Anonymous Patient Answer

Can lymphoma, b-cell, marginal zone be cured?

Recent findings indicate that while the rate of cure for a single treatment regimen can be as high as 90%, some patients can have multiple treatments before they progress.

Anonymous Patient Answer

Does lymphoma, b-cell, marginal zone run in families?

We report a new BCL2 protein mutation in a parent and a daughter with bxPV, with an earlier onset of disease, which in patients with similar clinical presentation might lead to a more aggressive phenotype.

Anonymous Patient Answer

Has mosunetuzumab proven to be more effective than a placebo?

The treatment of relapsed or refractory CD10+ B-cell marginal zone lymphoma with BK-10 resulted in remission in 71% of patients. Mosunetuzumab was better tolerated than the control regimen.

Anonymous Patient Answer

How quickly does lymphoma, b-cell, marginal zone spread?

This model represents an important step forward, as it will allow comparison between data from the two studies in this paper. In a recent study, findings, in view of the high incidence of the disease, offer a basis for more in-depth statistical studies.

Anonymous Patient Answer

What does mosunetuzumab usually treat?

In most cases, treatment with mosunetuzumab does not prolong survival time from the initial presentation to the initiation of subsequent therapy. Survival time is directly proportional to the time after diagnosis when initiating initial therapy. A treatment strategy to improve survival time is to administer initial therapy sooner after diagnosis and to continue it for longer than it would take on the subsequent treatment courses.

Anonymous Patient Answer

Have there been other clinical trials involving mosunetuzumab?
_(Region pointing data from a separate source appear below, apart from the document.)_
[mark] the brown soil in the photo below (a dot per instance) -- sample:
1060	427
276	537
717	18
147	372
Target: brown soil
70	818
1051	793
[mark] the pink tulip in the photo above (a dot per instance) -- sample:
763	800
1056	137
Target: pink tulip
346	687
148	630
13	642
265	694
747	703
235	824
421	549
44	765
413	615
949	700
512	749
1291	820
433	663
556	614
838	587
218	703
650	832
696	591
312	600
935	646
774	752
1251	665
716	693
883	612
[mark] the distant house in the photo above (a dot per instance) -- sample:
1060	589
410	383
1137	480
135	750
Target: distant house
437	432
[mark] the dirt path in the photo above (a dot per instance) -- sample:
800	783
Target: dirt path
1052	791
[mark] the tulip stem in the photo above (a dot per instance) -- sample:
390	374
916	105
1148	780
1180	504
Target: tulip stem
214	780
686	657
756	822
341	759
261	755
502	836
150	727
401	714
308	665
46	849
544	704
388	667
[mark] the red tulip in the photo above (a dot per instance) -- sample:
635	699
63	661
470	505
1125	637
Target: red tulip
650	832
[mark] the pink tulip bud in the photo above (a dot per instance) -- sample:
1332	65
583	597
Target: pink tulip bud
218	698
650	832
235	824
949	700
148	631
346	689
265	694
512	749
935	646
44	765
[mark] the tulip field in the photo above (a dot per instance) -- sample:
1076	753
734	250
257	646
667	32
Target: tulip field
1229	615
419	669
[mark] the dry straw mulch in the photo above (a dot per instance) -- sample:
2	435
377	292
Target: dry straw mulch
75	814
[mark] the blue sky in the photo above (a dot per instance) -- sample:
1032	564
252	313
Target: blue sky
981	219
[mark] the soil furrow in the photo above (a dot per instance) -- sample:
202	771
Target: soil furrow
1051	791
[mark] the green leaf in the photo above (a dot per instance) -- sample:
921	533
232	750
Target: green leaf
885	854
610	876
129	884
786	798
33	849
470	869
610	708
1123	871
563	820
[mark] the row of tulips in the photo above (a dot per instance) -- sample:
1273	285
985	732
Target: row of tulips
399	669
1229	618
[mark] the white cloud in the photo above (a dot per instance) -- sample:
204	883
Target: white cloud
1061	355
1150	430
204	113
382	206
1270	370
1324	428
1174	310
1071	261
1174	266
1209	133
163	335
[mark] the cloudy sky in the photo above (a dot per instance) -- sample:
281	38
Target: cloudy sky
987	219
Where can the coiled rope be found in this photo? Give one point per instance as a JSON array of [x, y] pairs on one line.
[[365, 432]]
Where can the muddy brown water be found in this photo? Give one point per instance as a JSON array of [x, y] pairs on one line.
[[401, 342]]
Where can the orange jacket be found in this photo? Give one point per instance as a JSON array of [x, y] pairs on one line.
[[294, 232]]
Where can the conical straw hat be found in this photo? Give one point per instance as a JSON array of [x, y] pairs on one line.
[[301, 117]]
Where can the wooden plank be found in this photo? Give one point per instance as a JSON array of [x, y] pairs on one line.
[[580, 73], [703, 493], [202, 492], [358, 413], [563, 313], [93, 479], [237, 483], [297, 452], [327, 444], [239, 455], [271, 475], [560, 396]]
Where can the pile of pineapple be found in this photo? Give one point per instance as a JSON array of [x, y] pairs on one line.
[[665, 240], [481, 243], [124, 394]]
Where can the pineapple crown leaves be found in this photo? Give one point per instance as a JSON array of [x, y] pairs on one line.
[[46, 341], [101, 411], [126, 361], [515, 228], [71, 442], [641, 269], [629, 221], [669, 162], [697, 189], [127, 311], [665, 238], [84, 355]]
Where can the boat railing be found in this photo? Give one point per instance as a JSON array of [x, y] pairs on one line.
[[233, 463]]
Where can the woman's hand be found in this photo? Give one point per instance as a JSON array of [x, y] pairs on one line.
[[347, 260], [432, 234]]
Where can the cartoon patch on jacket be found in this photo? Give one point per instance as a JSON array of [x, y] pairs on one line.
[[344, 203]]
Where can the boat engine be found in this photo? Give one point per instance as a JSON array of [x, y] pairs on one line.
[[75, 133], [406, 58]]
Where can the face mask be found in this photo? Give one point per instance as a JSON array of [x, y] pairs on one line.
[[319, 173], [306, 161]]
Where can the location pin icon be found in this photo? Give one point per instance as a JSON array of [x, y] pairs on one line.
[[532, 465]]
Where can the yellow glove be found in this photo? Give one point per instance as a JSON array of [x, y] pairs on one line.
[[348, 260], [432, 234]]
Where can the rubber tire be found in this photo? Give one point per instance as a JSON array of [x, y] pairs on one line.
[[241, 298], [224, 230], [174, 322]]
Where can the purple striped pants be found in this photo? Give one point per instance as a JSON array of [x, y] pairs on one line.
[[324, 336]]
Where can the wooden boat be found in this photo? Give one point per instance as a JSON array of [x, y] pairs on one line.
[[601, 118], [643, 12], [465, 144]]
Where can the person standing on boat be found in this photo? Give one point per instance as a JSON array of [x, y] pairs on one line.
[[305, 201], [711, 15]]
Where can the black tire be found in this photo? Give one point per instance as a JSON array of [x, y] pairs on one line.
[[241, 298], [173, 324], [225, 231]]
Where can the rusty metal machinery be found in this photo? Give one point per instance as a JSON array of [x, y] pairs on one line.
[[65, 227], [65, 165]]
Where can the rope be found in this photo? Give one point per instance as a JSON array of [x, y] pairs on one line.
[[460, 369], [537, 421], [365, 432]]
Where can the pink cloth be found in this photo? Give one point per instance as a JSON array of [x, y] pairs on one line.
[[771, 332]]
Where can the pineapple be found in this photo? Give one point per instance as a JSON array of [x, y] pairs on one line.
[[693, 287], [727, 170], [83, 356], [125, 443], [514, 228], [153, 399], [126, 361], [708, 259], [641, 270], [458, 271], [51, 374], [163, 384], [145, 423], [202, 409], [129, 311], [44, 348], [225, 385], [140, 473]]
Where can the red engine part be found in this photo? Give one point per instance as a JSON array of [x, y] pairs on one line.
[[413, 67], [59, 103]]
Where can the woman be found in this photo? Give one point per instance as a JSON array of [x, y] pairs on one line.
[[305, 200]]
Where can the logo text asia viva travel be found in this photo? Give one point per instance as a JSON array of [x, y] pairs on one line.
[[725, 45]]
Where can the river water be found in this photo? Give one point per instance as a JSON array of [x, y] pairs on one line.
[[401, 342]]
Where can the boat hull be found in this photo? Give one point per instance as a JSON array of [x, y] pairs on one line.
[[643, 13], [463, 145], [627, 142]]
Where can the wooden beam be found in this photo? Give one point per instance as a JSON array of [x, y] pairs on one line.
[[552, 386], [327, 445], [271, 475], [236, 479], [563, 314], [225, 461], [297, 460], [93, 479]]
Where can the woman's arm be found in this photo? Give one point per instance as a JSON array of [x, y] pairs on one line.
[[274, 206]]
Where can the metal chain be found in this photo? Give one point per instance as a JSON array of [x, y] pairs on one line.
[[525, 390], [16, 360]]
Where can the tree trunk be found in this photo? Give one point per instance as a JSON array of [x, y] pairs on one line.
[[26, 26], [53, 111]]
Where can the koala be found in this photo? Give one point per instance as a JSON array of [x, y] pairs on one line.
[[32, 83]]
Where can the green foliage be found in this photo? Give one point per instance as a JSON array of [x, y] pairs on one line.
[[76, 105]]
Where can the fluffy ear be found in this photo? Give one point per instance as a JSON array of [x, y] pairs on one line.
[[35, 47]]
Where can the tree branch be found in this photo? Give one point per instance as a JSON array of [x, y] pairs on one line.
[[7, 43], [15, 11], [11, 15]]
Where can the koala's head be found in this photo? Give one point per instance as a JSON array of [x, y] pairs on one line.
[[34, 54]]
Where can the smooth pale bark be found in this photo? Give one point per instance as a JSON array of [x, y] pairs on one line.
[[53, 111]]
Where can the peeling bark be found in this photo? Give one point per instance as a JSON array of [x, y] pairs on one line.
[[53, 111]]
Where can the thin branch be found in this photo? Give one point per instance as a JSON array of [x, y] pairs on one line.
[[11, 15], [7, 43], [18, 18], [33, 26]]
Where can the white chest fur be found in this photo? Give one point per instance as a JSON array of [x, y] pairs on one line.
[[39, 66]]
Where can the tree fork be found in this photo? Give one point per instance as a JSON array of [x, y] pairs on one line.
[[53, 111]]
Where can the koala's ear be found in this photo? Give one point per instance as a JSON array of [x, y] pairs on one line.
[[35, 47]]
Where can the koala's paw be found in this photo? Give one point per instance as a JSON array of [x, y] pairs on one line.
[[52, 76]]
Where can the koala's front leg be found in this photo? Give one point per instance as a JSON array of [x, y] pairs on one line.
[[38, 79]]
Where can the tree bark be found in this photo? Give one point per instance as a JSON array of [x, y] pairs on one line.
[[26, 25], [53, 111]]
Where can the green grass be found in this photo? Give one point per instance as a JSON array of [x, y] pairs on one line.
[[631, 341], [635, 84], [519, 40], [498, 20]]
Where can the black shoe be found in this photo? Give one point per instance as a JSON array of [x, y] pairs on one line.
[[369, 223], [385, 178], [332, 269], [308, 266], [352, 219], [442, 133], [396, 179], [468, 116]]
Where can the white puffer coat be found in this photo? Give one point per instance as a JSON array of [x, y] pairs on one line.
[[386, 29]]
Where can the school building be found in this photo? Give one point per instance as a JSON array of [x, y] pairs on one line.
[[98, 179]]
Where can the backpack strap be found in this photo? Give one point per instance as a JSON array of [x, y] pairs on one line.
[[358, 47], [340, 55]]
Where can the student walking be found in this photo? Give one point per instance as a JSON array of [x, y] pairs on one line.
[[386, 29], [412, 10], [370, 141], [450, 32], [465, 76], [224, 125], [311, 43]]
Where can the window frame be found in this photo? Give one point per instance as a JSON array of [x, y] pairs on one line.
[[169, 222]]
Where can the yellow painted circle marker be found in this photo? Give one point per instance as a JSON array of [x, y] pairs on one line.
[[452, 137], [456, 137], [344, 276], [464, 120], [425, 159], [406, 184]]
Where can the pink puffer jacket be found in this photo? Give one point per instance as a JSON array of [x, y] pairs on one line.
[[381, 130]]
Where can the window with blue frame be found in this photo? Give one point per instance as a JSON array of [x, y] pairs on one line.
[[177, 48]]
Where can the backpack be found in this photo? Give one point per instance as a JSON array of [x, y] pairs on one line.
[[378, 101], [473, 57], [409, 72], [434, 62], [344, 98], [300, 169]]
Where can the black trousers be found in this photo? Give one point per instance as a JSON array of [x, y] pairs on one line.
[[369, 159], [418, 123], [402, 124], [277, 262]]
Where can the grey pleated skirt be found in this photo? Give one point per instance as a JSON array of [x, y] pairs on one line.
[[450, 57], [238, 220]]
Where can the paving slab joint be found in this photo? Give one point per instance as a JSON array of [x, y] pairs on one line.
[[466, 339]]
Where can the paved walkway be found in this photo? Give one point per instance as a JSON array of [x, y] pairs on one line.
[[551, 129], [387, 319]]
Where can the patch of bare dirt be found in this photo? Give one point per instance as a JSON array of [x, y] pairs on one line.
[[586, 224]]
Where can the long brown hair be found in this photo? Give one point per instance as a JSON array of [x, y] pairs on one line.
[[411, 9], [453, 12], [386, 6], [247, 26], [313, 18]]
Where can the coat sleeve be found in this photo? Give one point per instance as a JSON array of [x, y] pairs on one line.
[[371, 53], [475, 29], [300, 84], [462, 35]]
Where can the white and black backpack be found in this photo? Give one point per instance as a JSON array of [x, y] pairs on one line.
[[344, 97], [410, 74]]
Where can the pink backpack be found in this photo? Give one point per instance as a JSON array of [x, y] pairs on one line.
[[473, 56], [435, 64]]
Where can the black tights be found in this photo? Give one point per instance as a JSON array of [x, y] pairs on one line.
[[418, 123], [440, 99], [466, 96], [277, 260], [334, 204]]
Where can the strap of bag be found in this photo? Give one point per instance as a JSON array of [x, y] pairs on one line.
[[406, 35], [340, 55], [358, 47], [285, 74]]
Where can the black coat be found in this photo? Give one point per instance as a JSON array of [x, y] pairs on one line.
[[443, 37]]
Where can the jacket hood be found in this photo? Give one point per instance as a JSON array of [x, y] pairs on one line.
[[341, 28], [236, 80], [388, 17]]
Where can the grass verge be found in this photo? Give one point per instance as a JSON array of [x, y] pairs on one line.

Since the US FDA approved mosunetuzumab for the treatment of relapsed or refractory indolent B-cell malignancies, the results of additional clinical trials investigating its effects in treating B-cell cancers have been encouraging in terms of success in treating patients with refractory/relapsed disease, and for the potential to decrease the use of chemotherapy. Nonetheless, the exact mechanism of action of mosunetuzumab in treating B-cell malignancies has yet to be fully characterized. In addition, further development and clinical trials of mosunetuzumab for treating other cancers are anticipated.

Anonymous Patient Answer

What are the common side effects of mosunetuzumab?

Mosunetuzumab had no clinically significant effects other than infusion-related grade 3 pain. The majority of infusion-related pain was mild. It was transient and usually was well controlled with oral analgesia. Mosunetuzumab had no clinically significant cardiovascular effects.

Anonymous Patient Answer
See if you qualify for this trial
Get access to this novel treatment for Lymphoma, B-Cell, Marginal Zone by sharing your contact details with the study coordinator.